Le projet LIFE ChemBee a cherché à déterminer si des consommateurs informés et responsabilisés pouvaient réduire leur exposition aux SVHC lorsqu’on leur fournit des connaissances accessibles, des outils pratiques et des alternatives viables. Plus précisément, le projet a cherché à déterminer si le fait de donner aux personnes les moyens d’identifier où se trouvent les substances chimiques dangereuses dans la vie quotidienne peut entraîner des changements concrets dans les habitudes de consommation, les pratiques domestiques et la prise de conscience des risques.

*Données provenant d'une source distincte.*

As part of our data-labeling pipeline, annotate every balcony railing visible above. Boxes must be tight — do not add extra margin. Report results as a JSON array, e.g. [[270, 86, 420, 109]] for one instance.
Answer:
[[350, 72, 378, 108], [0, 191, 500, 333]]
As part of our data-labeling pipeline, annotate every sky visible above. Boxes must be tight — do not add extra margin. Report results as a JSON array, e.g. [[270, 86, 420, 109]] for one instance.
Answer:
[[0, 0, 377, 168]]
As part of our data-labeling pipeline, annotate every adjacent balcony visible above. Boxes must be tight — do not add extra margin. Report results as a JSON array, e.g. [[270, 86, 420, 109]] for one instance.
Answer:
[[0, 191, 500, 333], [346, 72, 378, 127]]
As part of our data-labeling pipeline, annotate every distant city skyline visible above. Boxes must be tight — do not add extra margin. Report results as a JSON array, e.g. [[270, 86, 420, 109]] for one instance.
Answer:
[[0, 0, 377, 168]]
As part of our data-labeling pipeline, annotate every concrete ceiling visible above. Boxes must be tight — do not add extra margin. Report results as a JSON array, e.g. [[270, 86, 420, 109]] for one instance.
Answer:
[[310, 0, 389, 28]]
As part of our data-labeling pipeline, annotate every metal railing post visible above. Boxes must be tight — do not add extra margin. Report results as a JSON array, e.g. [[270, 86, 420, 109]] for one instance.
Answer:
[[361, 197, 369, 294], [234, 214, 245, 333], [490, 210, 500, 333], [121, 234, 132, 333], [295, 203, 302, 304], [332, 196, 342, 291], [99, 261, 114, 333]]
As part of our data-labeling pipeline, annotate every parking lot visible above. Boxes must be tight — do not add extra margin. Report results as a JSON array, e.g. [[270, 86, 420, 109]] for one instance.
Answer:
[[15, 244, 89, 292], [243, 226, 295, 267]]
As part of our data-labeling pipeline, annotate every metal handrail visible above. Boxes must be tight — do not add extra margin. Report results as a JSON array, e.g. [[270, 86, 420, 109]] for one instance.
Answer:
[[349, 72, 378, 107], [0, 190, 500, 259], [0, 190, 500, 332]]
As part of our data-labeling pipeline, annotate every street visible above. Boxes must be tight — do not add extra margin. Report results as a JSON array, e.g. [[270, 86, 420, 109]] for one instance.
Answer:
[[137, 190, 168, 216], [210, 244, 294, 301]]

Comme beaucoup de projets LIFE, il a permis aussi de sensibiliser et d’informer, tout en testant des solutions innovantes susceptibles d’orienter les politiques, de favoriser la réplication des initiatives et d’amorcer un changement systémique.
Au terme de 4 années d’expérimentations, il a permis de démontrer que l’autonomisation des utilisateurs finaux peut aider à identifier les voies d’exposition, à tester des approches de communication, à mettre en évidence les obstacles à la mise en œuvre et à créer une demande pour des produits plus sûrs. Mais que ces actions ne peuvent en aucun cas se substituer à la réglementation des produits dangereux sur les marchés. Une auto-évaluation répétée peut favoriser l’apprentissage et des changements de comportement progressifs. Un environnement sans substances toxiques ne peut pas dépendre uniquement de la vigilance individuelle des consommateurs, les utilisateurs finaux, qui n’ont par ailleurs pas tous le même accès à l’information et aux produits sûrs.